In [None]:
import pandas as pd 
import numpy as np
import pymc3 as pm


import dask.dataframe as dd
from dask.diagnostics import ProgressBar
import arviz as az
from matplotlib import pyplot as plt 
ProgressBar().register()

Based on https://www.kaggle.com/code/raddar/the-data-has-random-uniform-noise-added/notebook.  

In [None]:
df = dd.read_csv('/kaggle/input/amex-default-prediction/train_data.csv')

We have a very large dataset. In fact, it is not so important whether we have 1 million data or 200 thousand (for our model).     
The distribution roughly remains the same.

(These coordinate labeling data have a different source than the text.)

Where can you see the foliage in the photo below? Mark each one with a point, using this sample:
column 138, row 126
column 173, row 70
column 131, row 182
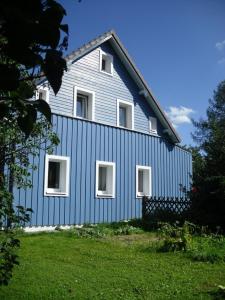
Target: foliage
column 176, row 237
column 208, row 205
column 65, row 267
column 105, row 230
column 17, row 161
column 210, row 248
column 31, row 48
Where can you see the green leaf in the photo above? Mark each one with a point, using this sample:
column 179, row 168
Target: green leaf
column 65, row 28
column 26, row 123
column 54, row 67
column 43, row 107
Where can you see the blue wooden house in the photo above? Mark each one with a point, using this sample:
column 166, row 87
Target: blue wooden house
column 117, row 144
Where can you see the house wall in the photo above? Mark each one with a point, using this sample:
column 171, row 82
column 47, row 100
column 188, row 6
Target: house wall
column 85, row 142
column 85, row 73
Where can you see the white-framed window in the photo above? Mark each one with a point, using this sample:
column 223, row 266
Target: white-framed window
column 105, row 179
column 125, row 114
column 57, row 170
column 42, row 93
column 153, row 125
column 84, row 103
column 143, row 181
column 106, row 63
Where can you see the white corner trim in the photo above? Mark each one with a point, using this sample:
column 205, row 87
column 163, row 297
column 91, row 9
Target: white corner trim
column 127, row 104
column 149, row 169
column 101, row 52
column 107, row 164
column 90, row 94
column 153, row 131
column 66, row 175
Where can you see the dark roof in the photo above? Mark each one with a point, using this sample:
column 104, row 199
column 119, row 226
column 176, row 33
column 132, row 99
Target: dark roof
column 134, row 72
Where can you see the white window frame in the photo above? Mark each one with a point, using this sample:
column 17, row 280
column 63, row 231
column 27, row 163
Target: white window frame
column 100, row 194
column 91, row 102
column 64, row 175
column 145, row 183
column 45, row 89
column 130, row 114
column 153, row 131
column 110, row 60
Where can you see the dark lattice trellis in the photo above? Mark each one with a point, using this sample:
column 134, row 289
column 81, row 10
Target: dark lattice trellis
column 163, row 207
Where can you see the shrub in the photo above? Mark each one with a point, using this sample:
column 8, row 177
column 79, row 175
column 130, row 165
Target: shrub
column 176, row 237
column 103, row 230
column 210, row 248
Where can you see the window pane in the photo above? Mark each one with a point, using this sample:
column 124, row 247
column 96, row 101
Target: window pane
column 123, row 116
column 103, row 64
column 42, row 94
column 53, row 174
column 102, row 179
column 140, row 181
column 82, row 102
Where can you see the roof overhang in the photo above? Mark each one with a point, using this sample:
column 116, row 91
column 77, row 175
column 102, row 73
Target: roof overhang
column 134, row 73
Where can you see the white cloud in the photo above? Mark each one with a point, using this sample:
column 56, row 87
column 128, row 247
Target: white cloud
column 220, row 45
column 221, row 61
column 179, row 115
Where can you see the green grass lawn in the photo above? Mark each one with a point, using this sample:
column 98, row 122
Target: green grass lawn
column 60, row 265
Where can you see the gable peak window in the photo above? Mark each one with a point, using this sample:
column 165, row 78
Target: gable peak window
column 106, row 63
column 43, row 94
column 84, row 103
column 125, row 114
column 105, row 179
column 56, row 175
column 143, row 181
column 153, row 125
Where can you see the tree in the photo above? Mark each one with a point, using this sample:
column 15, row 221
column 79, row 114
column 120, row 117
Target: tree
column 19, row 153
column 209, row 163
column 31, row 48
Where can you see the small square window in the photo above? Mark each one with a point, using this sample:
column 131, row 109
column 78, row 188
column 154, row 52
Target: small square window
column 125, row 114
column 43, row 94
column 105, row 179
column 153, row 125
column 106, row 63
column 143, row 181
column 82, row 106
column 84, row 103
column 56, row 175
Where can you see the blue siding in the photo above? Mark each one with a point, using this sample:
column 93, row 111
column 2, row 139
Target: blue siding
column 85, row 73
column 85, row 142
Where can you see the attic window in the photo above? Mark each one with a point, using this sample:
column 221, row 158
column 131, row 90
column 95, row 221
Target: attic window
column 43, row 94
column 106, row 63
column 84, row 103
column 125, row 114
column 153, row 125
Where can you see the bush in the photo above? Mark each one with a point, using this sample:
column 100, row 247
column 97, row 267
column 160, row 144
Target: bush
column 103, row 230
column 208, row 249
column 176, row 237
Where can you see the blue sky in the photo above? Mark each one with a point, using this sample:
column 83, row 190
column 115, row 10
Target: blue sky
column 178, row 45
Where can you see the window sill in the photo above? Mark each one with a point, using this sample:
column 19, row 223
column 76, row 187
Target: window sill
column 56, row 194
column 84, row 119
column 142, row 195
column 127, row 128
column 105, row 196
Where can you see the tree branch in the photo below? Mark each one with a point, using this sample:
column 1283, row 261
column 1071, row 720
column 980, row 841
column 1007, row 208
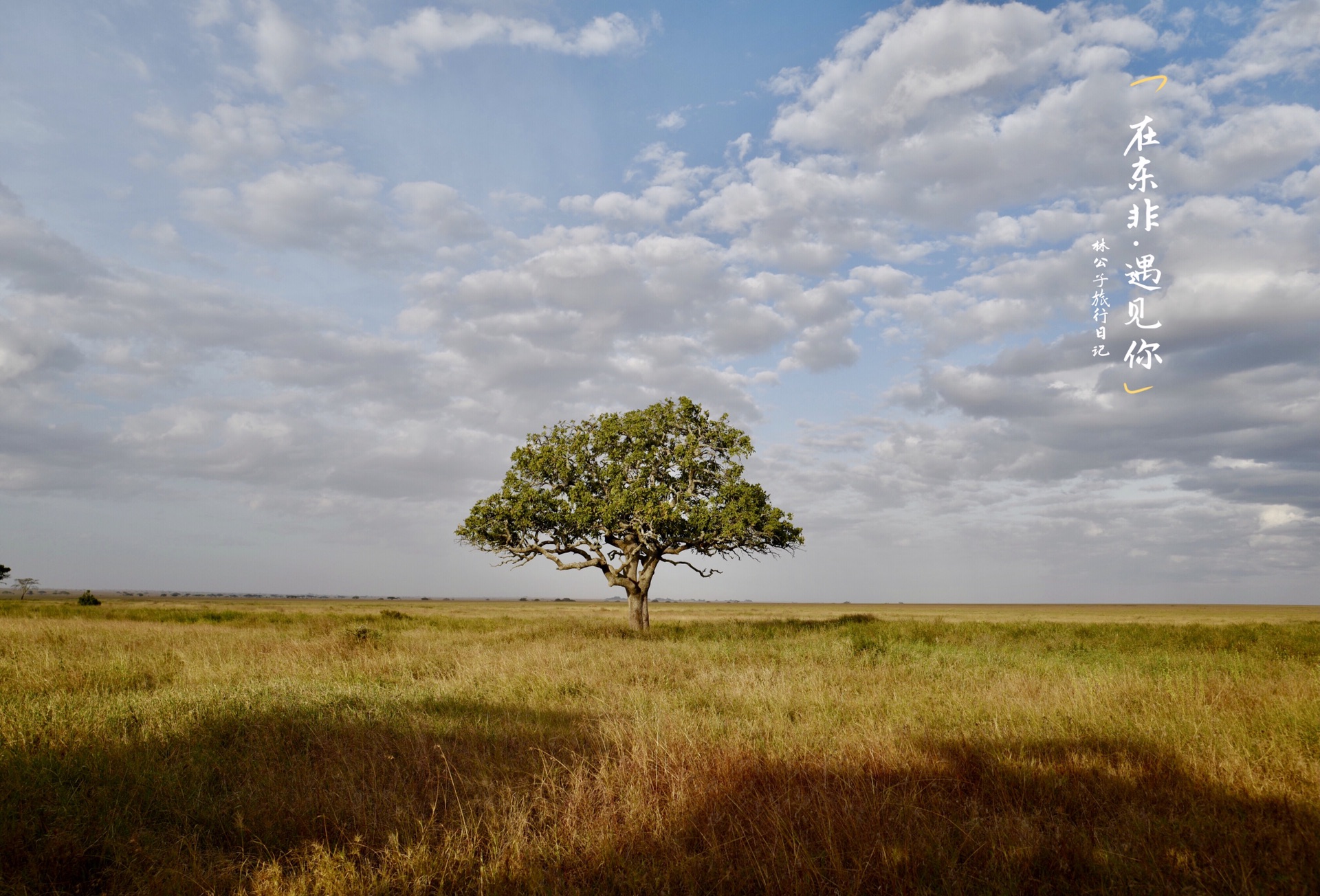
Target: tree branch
column 703, row 573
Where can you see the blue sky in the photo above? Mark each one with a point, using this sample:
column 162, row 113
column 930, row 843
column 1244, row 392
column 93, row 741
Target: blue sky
column 283, row 284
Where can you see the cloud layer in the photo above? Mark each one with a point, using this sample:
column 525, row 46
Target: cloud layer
column 918, row 221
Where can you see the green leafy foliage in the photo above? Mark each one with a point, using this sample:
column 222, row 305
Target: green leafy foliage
column 625, row 493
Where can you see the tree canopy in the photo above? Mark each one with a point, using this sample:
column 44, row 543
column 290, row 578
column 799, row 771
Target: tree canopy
column 627, row 493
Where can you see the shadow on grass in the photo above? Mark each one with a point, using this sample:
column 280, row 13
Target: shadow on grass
column 198, row 812
column 1060, row 816
column 384, row 798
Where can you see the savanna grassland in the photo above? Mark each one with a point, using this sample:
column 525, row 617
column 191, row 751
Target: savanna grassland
column 360, row 747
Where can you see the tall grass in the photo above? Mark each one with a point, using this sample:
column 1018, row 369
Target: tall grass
column 495, row 748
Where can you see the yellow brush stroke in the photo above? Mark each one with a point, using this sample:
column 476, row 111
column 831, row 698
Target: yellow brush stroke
column 1162, row 80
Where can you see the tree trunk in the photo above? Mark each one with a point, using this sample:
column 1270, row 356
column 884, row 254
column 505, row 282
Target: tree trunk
column 639, row 612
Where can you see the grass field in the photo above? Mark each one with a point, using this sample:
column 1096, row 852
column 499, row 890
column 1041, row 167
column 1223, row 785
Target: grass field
column 362, row 747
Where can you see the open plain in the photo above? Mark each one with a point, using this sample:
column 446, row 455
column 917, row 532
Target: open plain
column 346, row 747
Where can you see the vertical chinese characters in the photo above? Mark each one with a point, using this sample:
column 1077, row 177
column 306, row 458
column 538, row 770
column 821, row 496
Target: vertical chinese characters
column 1143, row 278
column 1099, row 300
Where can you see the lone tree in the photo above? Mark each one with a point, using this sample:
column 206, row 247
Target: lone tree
column 626, row 493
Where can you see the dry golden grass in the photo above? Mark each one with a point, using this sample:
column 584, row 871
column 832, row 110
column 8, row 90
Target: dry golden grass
column 298, row 747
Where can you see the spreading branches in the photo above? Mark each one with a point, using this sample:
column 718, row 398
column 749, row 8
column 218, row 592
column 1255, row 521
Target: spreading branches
column 624, row 493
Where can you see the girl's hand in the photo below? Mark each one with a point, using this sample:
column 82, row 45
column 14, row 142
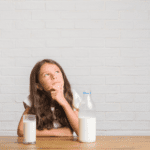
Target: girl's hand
column 58, row 94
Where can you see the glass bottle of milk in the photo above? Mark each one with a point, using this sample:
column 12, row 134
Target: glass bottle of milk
column 87, row 118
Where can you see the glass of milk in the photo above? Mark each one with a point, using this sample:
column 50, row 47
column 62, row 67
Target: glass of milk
column 87, row 118
column 29, row 129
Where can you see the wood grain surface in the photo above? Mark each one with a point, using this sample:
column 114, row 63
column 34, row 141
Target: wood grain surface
column 69, row 142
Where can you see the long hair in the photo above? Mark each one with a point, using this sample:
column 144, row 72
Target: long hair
column 41, row 101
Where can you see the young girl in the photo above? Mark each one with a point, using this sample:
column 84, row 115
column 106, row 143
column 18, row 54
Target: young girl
column 51, row 99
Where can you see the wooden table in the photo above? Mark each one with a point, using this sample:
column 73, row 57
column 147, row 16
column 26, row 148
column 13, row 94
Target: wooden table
column 59, row 142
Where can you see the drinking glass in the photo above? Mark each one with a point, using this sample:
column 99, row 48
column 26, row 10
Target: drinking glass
column 29, row 129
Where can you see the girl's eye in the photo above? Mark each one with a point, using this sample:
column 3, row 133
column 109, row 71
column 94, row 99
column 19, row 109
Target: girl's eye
column 46, row 74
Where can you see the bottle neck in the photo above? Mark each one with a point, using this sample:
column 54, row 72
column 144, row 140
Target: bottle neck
column 86, row 97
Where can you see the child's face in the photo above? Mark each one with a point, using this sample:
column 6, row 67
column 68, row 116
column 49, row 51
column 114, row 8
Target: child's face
column 49, row 75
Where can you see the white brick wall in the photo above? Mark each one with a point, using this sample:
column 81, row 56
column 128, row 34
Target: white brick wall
column 103, row 45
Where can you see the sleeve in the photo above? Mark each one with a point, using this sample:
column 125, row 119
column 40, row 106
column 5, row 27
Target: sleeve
column 76, row 100
column 27, row 103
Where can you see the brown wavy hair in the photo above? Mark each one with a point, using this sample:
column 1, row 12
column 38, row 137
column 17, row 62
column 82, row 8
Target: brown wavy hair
column 41, row 100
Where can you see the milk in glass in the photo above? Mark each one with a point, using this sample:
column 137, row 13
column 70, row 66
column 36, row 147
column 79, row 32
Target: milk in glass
column 29, row 129
column 87, row 119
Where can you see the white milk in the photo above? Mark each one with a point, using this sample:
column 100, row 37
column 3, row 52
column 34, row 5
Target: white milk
column 29, row 131
column 87, row 129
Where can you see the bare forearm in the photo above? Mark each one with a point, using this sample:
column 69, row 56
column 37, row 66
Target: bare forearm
column 54, row 132
column 73, row 119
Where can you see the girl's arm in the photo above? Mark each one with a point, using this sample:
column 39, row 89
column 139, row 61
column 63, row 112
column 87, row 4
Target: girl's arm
column 54, row 132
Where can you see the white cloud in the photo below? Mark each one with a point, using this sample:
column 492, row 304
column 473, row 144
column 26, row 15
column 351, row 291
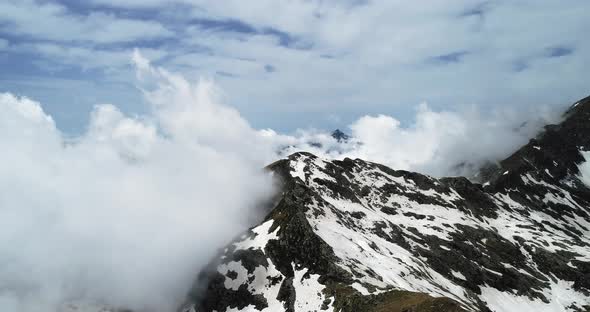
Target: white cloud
column 127, row 213
column 437, row 143
column 585, row 169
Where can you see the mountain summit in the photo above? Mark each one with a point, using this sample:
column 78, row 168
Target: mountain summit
column 351, row 235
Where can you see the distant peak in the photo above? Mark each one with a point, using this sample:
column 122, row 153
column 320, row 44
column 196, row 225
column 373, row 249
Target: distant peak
column 340, row 136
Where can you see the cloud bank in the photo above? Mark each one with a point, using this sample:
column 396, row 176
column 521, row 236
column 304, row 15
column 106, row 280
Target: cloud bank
column 126, row 214
column 438, row 143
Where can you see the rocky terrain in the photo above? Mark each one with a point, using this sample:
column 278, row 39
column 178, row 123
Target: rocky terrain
column 351, row 235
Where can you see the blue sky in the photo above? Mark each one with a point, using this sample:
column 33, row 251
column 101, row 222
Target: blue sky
column 298, row 64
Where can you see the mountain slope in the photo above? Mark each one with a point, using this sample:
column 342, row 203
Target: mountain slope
column 353, row 235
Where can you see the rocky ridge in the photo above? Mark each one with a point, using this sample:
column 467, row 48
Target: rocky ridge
column 351, row 235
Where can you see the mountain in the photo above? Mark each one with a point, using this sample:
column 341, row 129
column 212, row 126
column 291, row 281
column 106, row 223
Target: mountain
column 351, row 235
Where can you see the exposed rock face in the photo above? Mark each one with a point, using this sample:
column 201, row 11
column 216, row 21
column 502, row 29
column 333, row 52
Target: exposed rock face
column 353, row 235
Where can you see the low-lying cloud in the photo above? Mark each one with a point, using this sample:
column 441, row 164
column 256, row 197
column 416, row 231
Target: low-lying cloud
column 128, row 212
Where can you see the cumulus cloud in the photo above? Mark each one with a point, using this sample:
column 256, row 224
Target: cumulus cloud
column 127, row 213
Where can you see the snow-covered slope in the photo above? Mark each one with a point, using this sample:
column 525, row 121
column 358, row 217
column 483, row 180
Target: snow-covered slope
column 352, row 235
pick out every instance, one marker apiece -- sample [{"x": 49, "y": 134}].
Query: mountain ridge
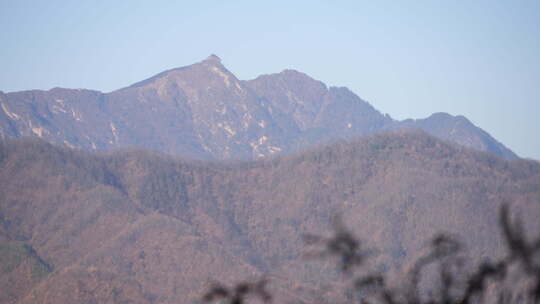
[
  {"x": 203, "y": 111},
  {"x": 149, "y": 227}
]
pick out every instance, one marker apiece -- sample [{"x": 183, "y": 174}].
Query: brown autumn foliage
[
  {"x": 490, "y": 282},
  {"x": 136, "y": 226}
]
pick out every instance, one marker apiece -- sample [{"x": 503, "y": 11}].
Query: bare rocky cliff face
[{"x": 203, "y": 111}]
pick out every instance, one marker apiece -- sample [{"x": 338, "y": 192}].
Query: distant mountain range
[
  {"x": 203, "y": 111},
  {"x": 142, "y": 227}
]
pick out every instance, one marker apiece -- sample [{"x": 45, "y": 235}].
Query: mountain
[
  {"x": 143, "y": 227},
  {"x": 203, "y": 111}
]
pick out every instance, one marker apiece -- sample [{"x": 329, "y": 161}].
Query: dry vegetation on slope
[{"x": 141, "y": 227}]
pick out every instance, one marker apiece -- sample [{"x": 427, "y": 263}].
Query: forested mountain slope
[{"x": 143, "y": 227}]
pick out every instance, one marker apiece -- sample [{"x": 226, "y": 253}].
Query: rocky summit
[{"x": 203, "y": 111}]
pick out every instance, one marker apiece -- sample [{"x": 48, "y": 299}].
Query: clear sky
[{"x": 480, "y": 59}]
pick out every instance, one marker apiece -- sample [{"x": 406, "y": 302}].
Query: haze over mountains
[
  {"x": 203, "y": 111},
  {"x": 142, "y": 227}
]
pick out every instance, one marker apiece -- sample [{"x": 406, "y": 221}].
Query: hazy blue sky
[{"x": 480, "y": 59}]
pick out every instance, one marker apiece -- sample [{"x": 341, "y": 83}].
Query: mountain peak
[{"x": 213, "y": 59}]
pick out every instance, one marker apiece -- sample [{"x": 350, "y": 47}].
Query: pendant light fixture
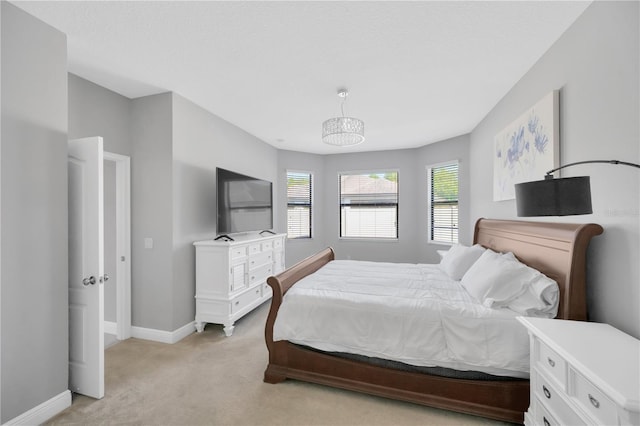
[{"x": 343, "y": 131}]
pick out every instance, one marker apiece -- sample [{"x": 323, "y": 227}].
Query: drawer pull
[{"x": 594, "y": 401}]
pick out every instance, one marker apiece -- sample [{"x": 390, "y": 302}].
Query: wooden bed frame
[{"x": 556, "y": 249}]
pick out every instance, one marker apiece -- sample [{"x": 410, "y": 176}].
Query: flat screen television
[{"x": 244, "y": 203}]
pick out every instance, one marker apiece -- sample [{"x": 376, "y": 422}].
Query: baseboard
[
  {"x": 111, "y": 327},
  {"x": 44, "y": 411},
  {"x": 161, "y": 336}
]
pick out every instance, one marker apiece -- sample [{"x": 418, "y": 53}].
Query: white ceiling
[{"x": 417, "y": 72}]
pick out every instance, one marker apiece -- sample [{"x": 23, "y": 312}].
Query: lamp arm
[{"x": 549, "y": 174}]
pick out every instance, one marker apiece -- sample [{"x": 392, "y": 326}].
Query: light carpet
[{"x": 210, "y": 379}]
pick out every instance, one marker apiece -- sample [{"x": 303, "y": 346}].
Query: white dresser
[
  {"x": 582, "y": 373},
  {"x": 231, "y": 277}
]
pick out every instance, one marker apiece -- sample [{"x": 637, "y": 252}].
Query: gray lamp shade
[{"x": 554, "y": 197}]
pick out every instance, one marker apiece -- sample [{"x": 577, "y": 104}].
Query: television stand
[{"x": 231, "y": 277}]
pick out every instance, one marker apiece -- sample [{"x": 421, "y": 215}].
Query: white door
[{"x": 86, "y": 265}]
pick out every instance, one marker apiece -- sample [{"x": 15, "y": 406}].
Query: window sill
[{"x": 369, "y": 240}]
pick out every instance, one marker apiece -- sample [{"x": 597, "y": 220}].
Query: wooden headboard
[{"x": 558, "y": 250}]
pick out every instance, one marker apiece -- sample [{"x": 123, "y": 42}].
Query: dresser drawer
[
  {"x": 550, "y": 362},
  {"x": 277, "y": 243},
  {"x": 245, "y": 299},
  {"x": 238, "y": 252},
  {"x": 260, "y": 274},
  {"x": 260, "y": 260},
  {"x": 592, "y": 400},
  {"x": 548, "y": 396}
]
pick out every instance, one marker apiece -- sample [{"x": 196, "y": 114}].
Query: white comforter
[{"x": 410, "y": 313}]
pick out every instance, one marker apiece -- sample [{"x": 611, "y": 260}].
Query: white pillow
[
  {"x": 540, "y": 299},
  {"x": 442, "y": 253},
  {"x": 459, "y": 259},
  {"x": 495, "y": 279}
]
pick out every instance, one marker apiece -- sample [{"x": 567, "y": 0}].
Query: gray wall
[
  {"x": 96, "y": 111},
  {"x": 202, "y": 142},
  {"x": 152, "y": 212},
  {"x": 595, "y": 65},
  {"x": 174, "y": 147},
  {"x": 412, "y": 244},
  {"x": 34, "y": 213}
]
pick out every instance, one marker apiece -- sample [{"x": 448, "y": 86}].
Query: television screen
[{"x": 244, "y": 203}]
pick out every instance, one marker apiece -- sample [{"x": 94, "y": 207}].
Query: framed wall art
[{"x": 527, "y": 148}]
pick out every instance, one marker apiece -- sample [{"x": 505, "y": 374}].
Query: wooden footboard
[{"x": 558, "y": 250}]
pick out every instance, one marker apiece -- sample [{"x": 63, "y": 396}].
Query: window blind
[
  {"x": 443, "y": 203},
  {"x": 369, "y": 204},
  {"x": 299, "y": 205}
]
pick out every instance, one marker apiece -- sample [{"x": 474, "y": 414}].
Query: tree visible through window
[
  {"x": 369, "y": 204},
  {"x": 298, "y": 205},
  {"x": 443, "y": 203}
]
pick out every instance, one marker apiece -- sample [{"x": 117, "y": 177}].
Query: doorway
[{"x": 117, "y": 248}]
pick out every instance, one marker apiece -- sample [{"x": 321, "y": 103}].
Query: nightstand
[{"x": 582, "y": 373}]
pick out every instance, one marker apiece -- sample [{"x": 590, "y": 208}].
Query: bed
[{"x": 558, "y": 250}]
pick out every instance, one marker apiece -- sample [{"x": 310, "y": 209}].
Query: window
[
  {"x": 298, "y": 205},
  {"x": 443, "y": 203},
  {"x": 369, "y": 204}
]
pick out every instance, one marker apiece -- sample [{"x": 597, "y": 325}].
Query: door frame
[{"x": 123, "y": 243}]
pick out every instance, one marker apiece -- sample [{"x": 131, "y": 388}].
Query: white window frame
[
  {"x": 428, "y": 169},
  {"x": 311, "y": 205},
  {"x": 367, "y": 172}
]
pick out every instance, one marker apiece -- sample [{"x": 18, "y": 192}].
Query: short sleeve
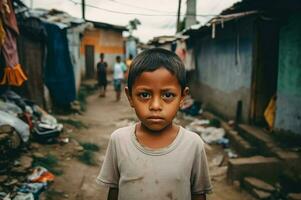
[
  {"x": 109, "y": 173},
  {"x": 200, "y": 179}
]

To speed up the calculations of our model, we will make a sample. I chose the P_3 field because its distribution looks good.     
Using this field as an example, I will try to find out something about the noise that we have (Thanks https://www.kaggle.com/raddar for finding him for us).      

In [None]:
p3data = df['P_3'].compute()
p3data_sample = p3data.sample(100000).dropna()

In [None]:
fig, axs = plt.subplots(nrows=1, ncols=2)
fig.set_size_inches(12.5, 5.5)

axs[0].hist(p3data_sample, bins=500);
axs[1].hist(p3data, bins=500);

The form of distribution remained the same.Our sample is ok.     
Now let's try to model our distribution. Our shape is similar to the Laplace distribution. As raddar said, we assume that our noise is uniformly distributed.     
We also assume that the upper and lower bounds of our noise are taken from a normal distribution, where the upper bound cannot be less than the lower.    

In [None]:
with pm.Model() as noise_model:

    lower_bound_noise = pm.Normal('lower_bound_noise', mu=0, sigma=.02)# as raddar said, lets assume that our lowwer bound is close to 0 
    BoundedNormal = pm.Bound(pm.Normal, lower=lower_bound_noise) # upper bound cannot be less than lower 
    upper_bound_noise = BoundedNormal('upper_bound_noise', mu=0.01, sigma=.02) # upper bound is close to 0.01
    
    noise = pm.Uniform('noise', lower=lower_bound_noise, upper=upper_bound_noise)
    
    mu = pm.Uniform('mu', lower=.3, upper=.8) # empirical choice of parameters, approximately can be understood from the sampling plot
    b = pm.Uniform('sigma', lower=.0, upper=.5)
    
    
    P_3 = pm.Laplace('P_3', mu = mu, b = b, observed = p3data_sample) + noise 

Okey, now we want to sample from posterior.    
Our first goal is to see that the model works. How ? From the first, we want to see that our "chains", plus or minus, worked out the same way.    
Also, we want to see that our model, when sampled from it, gives a distribution that is approximately similar to what we have.      

NOTE:    

On my PC, i have large then 16 gb ram. This allows me use more that 2000 sample. Kaggle notebooks blows up when you try to plot posterior predictive or something else which sample size more than 2000. 

In [None]:
with noise_model:
    posterior = pm.sample(draws=2000, tune=10000, cores=2, progressbar=True)

In [None]:
with noise_model:
    az.plot_trace(posterior, var_names=["lower_bound_noise", "upper_bound_noise"]);

Our lower bound sample looks not so similar, but, trust me. It is okay. If you increase sample size and chains, it will look much better.     
What about sampling?

In [None]:
with noise_model:  
    posterior_pred = pm.sample_posterior_predictive(posterior)

In [None]:
a = az.from_pymc3(posterior_predictive=posterior_pred, model=noise_model)
az.plot_ppc(a);    

Nice, our model gives a distribution very very close to ours. Final step!

In [None]:
a = az.from_pymc3(posterior, model=noise_model)
az.plot_posterior(a, var_names=['lower_bound_noise', 'upper_bound_noise'], ref_val= [0, 0.01]);

We can see that Raddar was right and we can accept the hypothesis that there is artificial noise in our data. If you try the same method to test other data whose distributions look reasonable, the result will be similar. As we increase the number of data in our sample, and as we increase the sample in our model, the HDI environment will tend to 0 on one side of the interval, and to 0.1 on the other. Tnx for reading!